Victorious Festival in Portsmouth Day 1

A glorious day in the sunshine, we didn’t get there too early so missed the early bands with the intention of making it there for The Snuts. Anyone who went will know they were substituted last minute for The Sherlocks but a great swap as they gave a superb hour of guitar based indie rock so all were happy, well except for The Snuts die hards. I’m seeing The Sherlocks again in December supporting Shed Seven so looking forward to that even more now, a great start to the day.

Videos from the day on our Tik Tok and YouTube – links at top of site.

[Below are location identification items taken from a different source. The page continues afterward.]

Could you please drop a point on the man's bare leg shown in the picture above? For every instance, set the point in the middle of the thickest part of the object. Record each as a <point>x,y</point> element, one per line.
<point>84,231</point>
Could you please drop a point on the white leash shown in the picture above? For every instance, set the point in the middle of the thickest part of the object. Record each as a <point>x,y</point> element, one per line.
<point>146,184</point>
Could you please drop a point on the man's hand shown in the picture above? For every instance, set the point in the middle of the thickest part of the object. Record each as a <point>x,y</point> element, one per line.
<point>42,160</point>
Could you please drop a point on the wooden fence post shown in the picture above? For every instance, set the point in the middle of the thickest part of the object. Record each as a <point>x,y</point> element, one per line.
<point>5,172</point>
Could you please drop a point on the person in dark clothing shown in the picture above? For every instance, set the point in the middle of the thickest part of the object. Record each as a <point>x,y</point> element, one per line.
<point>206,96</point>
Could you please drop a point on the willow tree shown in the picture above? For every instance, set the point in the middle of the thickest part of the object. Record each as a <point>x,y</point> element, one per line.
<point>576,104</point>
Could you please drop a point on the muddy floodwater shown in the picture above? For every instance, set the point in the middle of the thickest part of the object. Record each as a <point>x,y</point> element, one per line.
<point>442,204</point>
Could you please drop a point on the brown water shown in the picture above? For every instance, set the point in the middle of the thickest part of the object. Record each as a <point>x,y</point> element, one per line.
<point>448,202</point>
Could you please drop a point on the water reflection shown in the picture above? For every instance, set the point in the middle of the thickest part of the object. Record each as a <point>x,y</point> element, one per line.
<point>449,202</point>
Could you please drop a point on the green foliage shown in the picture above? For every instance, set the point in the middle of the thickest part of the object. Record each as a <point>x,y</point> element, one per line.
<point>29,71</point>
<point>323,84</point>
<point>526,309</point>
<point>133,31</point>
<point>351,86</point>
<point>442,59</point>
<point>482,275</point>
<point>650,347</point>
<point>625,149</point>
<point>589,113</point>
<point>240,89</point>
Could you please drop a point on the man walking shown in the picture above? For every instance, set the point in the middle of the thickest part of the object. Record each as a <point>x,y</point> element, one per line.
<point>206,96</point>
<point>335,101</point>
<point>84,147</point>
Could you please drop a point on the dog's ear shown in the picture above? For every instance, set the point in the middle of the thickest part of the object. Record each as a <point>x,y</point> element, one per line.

The main stage wasn’t to full at that point so a great view and great atmosphere. Louis Tomlinson was on next, no offence to Louis but we made our way quickly over to the Castle Stage. This was the other end of the common and The Lottery Winners were soon to start and always put on a great show, again they did not disappoint. Third time seeing this band and they were great, upbeat, funny and great tunes and singalongs that was perfect in the sunshine, even a fun jibe at Snow Patrol’s headline slot that they stated will be theres in 5 years time, there own rendition of Chasing Cars followed with great backing vocals from al in attendance. The crowd atmosphere was brilliant. We walked around the corner and straight to the front barrier and met some great people as well.



We were going to head back for The Idles but Maximo Park were up next and with such a great spot and having not seen them live before decided to stay. A great band who had the crowd singing along and wanting more, then ran through all the sits from different albums. They definitely knew what the crowd wanted. Well worth staying. Will be revisiting there back catalogue over the coming weeks.



They wrapped up at 7.20pm and we headed back to the main stage for Snow Patrol as did what felt like most of the festival goers, it was rammed. We ended up about 100 meters from the stage but hats off to Victorious Festival, the sound was great. They had speaker towers and screens as far back us so even at that distance no quality was lost. Only an hour and ten minute set for one of the headliners but they squeezed the most out of the time they had.



As they drew to a close we dropped back and headed to the Big Top and caught the latter half of House of Anthems for some old school ‘bangers’ and they were ace. It was heaving. This was followed up by a the compere Alfie Ordinary who filled the changeover fantastically, singalongs a plenty until the Bloody Grungers came on smashing Limp Bizkit and Linken Park tracks. We’d had notification that the last train home had been cancelled so we were only able to see twenty minutes of Fatboy Slim before having to head off early but a great day all in all.